As I looked at my four-month-old son the other day, at his adorable pudgy roundness (why can’t fat rolls be considered so cute on adults?) I was amazed to think that since his birth, he has grown – and thrived! – solely from the nutrition he’s received from milk. Put an adult on a liquid diet and he’ll waste away, but a baby will grow at an amazing rate and even develop those adorable rolls, just by drinking breast milk or formula alone. It’s pretty incredible.

But if the liquid-only system worked forever, we’d all still be latched onto our mothers (yikes!) or existing on nutritional drinks like Boost or Ensure (they’re just tastier versions of formula, if you think about it). Inevitably, solid foods must be added to our diets. So when should your little sprout begin his first venture into the world of a varied diet? It depends on several factors.

What the Experts Say

The general consensus among major health and pediatric organizations (UNICEF, the American Academy of Pediatrics, the American Dietetic Association, and the US Department of Health and Human Services, to name a few) is that babies need nothing more than breast milk or formula for the first full six months of life. Until that point, they’re getting very adequate nutrition. Your grandma may advise that she gave all her babies cereal at two weeks old (or something along those lines) and they did fine with it. But babies’ digestive systems aren’t automatically equipped at birth to handle the types of foods that adults eat; they continue to develop and mature over the first year or so.
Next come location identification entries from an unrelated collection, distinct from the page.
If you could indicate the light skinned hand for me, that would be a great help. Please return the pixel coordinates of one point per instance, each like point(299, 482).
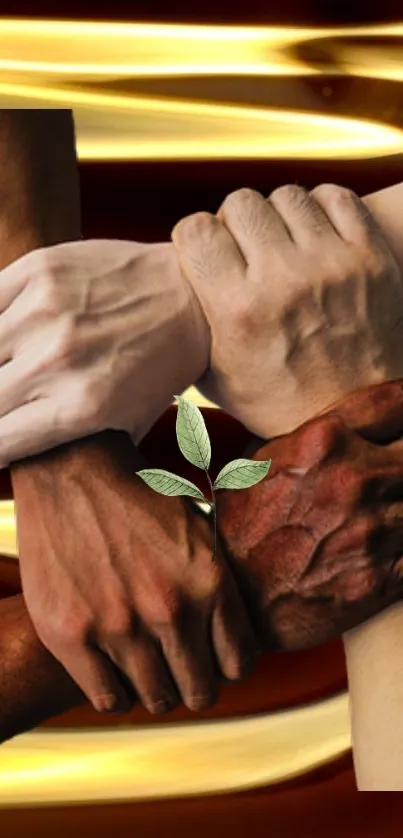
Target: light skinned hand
point(304, 299)
point(93, 335)
point(120, 583)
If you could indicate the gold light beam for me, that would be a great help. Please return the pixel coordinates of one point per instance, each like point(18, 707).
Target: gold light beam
point(89, 50)
point(53, 767)
point(56, 63)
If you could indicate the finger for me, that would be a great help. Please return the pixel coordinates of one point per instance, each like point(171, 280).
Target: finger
point(189, 654)
point(15, 383)
point(303, 215)
point(234, 642)
point(376, 412)
point(252, 221)
point(350, 217)
point(30, 429)
point(142, 661)
point(208, 254)
point(96, 676)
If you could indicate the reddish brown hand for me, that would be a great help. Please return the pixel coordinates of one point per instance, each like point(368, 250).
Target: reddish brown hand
point(318, 545)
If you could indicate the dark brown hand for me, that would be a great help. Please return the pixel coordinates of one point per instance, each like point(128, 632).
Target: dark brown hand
point(317, 547)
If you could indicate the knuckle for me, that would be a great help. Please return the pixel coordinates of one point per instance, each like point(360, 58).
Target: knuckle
point(289, 194)
point(333, 193)
point(159, 706)
point(238, 668)
point(63, 346)
point(239, 197)
point(88, 404)
point(165, 609)
point(197, 224)
point(245, 314)
point(117, 622)
point(61, 631)
point(323, 436)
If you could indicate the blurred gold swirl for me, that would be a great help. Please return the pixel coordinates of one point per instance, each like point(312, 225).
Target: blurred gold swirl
point(93, 67)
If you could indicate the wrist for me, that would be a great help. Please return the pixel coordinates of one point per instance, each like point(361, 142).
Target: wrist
point(180, 350)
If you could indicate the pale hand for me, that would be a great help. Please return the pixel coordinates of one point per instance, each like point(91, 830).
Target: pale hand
point(93, 335)
point(304, 300)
Let’s take a look at these immature digestive systems for a moment. Babies, in the first four to six months of life, have what’s referred to as an “open gut”: there are spaces between the cells of the small intestine. The reason for this is so that beneficial nutrients and antibodies from the milk that Baby drinks can pass easily into the bloodstream. However, the spaces also allow for large proteins from other foods to pass through, which can predispose Baby to food allergies.

Babies’ digestive systems lack the resources to process foods at the rates that adult systems do. The enzymes that digest the food don’t reach adult rates until nearly the end of the first year. If solid foods are started before a baby’s system is completely ready, it can cause uncomfortable effects such as gas or constipation – which, in turn, can lead to irritability and fussiness.

There are more reasons than those listed above to delay the introduction of solid foods, experts say. According to a 1998 study conducted by a team of pediatricians and research dietitians, early introduction of solids is linked with increased weight and body fat percentages in childhood. And if you wait to feed Baby solid foods until he’s older, the time period between you feeding him, and him being able to feed himself, will be shorter.